Project has an easily discoverable and open community forum i) Why is being easily discoverable and open community forum important? ii) Whats a good metric to track inorder to say we (the Product team) have hit this goal of providing the team that does the reviews with data that indicates "the project is easily discoverable/has an open community forum?"

Krishna> Again, this might involve some parsing of the README page, but having an open forum and open meetings are certainly a very strong indication that the project is adhering to the spirit of CNCF. Its all about not ensuring that the project is not dominated by one vendor but welcomes new contributors from all communities.

Goals i) I am curious to learn more about projects where 1 or each of the three goals listed above have changed and how they track it, present it to the reviewing members, so I'd appreciate if you could point me to an example or two.

Krishna> the annual review board is present at https://github.com/orgs/cncf/projects/27/views/4 , having said that, many of these projects are in their first year. Some interesting examples of long running projects (from memory :-) you can look at are Confidential containers, Chaos mesh and Keylime.

Hope this helps and if you do have a workbench you can point me to do analysis on devstats data, would be happy to jump in. :-)

lukaszgryglicki commented 11 months ago

Just one note:

feelinspired commented 11 months ago

Many thanks @krishnakv ! Really appreciate your detailed response

jberkus commented 11 months ago

I'm going to propose that:

... be replaced with:

Stars are pretty meaningless, and are generally exclusively the result of project leads having a campaign to collect stars, rather than an indication of any kind of real user activity. Asking for star counts just wastes everyone's time.

dmueller2001 commented 11 months ago

I'd like to propose that we add a Maintainer Health Check to ensure that there are actively engaged maintainers on the sandbox projects. We could easily automated checking that maintainers listed in maintainers.md have had some activity (commit, pr, merge, comment, issue) within the past year on that project.

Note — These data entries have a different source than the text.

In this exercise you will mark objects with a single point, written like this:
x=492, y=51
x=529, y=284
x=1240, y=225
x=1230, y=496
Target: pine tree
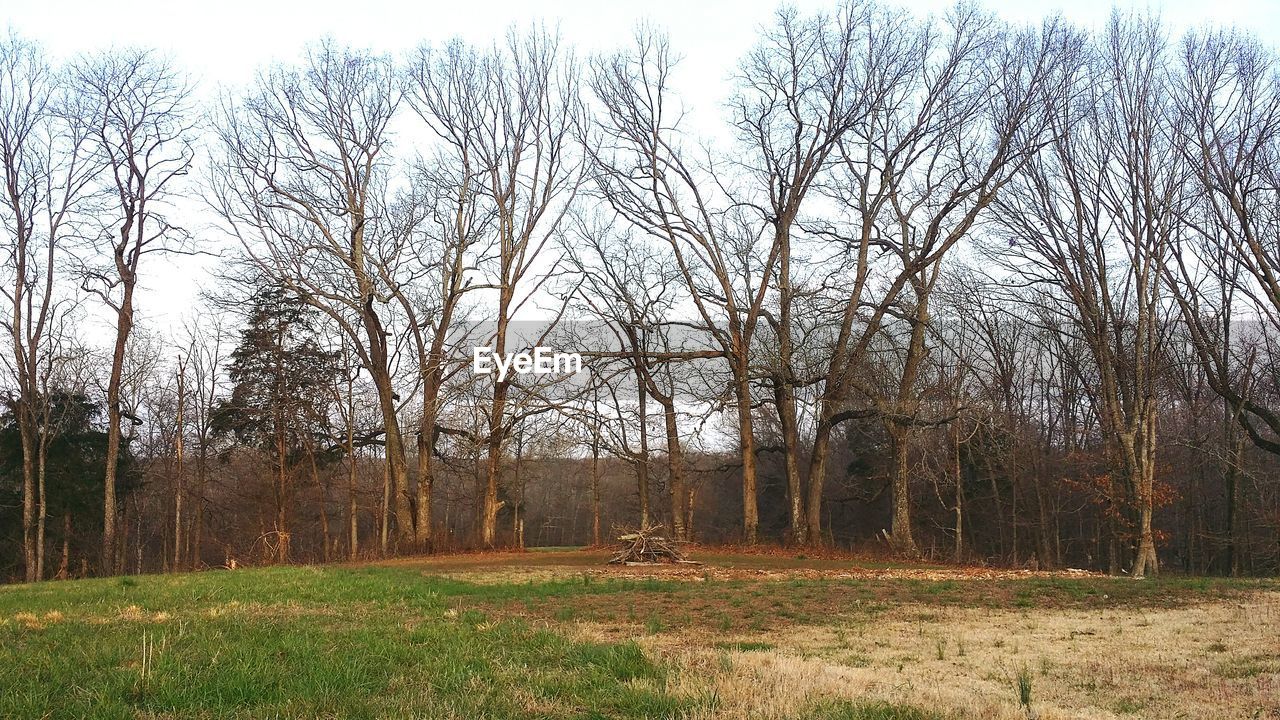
x=279, y=374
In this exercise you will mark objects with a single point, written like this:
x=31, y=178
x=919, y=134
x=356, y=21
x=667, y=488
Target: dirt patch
x=1217, y=660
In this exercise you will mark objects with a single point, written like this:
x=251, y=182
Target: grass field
x=558, y=634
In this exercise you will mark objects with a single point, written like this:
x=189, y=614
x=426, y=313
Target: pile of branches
x=647, y=546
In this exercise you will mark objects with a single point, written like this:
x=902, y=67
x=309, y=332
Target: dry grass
x=1214, y=660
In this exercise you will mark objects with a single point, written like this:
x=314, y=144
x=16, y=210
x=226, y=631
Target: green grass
x=297, y=642
x=397, y=641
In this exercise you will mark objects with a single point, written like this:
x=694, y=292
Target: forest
x=945, y=287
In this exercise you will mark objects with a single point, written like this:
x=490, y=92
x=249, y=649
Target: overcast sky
x=222, y=44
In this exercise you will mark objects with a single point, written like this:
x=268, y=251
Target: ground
x=561, y=634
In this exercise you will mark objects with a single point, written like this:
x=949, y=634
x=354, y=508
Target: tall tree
x=301, y=182
x=280, y=379
x=135, y=106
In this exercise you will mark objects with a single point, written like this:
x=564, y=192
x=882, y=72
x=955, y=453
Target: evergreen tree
x=73, y=477
x=280, y=376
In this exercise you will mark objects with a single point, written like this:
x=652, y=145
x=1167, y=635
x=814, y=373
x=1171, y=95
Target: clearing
x=560, y=634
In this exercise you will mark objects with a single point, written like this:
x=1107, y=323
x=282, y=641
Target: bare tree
x=135, y=106
x=1092, y=218
x=506, y=118
x=302, y=183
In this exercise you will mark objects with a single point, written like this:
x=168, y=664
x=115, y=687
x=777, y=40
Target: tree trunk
x=123, y=326
x=746, y=446
x=676, y=472
x=900, y=529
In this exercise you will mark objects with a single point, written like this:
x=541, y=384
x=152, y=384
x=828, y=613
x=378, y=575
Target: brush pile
x=647, y=546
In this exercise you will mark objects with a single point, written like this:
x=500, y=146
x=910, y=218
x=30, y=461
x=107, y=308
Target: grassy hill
x=533, y=636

craigbox commented 11 months ago

I recommend active checking of vendor neutrality; i.e. "Is the project demonstrably separate from its contributing vendor?" and "Has the contributing vendor demonstrably separated itself from the project?"

(These things came up the levels working group, and I was referred back here, so I'm sorry for derailing; these are in no way automatable)

TheFoxAtWork commented 5 months ago

Apologies for the delayed response, tagging @makkes who commented on #1181 calling out the lack of update from us.

The TOC reached out LFX Insights who is working on setting up a project health review board that reflects the content identified here on this issue as well as incorporates feedback from the TOC.

Current estimates for kicking off development is April 2024.

TheFoxAtWork commented 4 months ago

Requesting an update here

prithvi1307 commented 4 months ago
  1. Contributions to the project (Last 6 months)
  2. Active contributors to the project (Last 6 months)
  3. Each project should be integrated with the free version of Scarf (supported by Linux Foundation) for usage metrics

This can be updated to the TAG associated with the project on a monthly basis or CNCF can create a monthly survey link on Asana/SurveyMonkey which should be shared with maintainers of the project on the mailing list and then the maintainers are responsible for sharing these stats.

The above can be verified on a bi-monthly basis by a respective CNCF Staff.
Perhaps, this is also calling for a dedicated CNCF staff only for helping evaluate project metrics.

krook commented 2 months ago

Hello all, sorry for the delayed reply.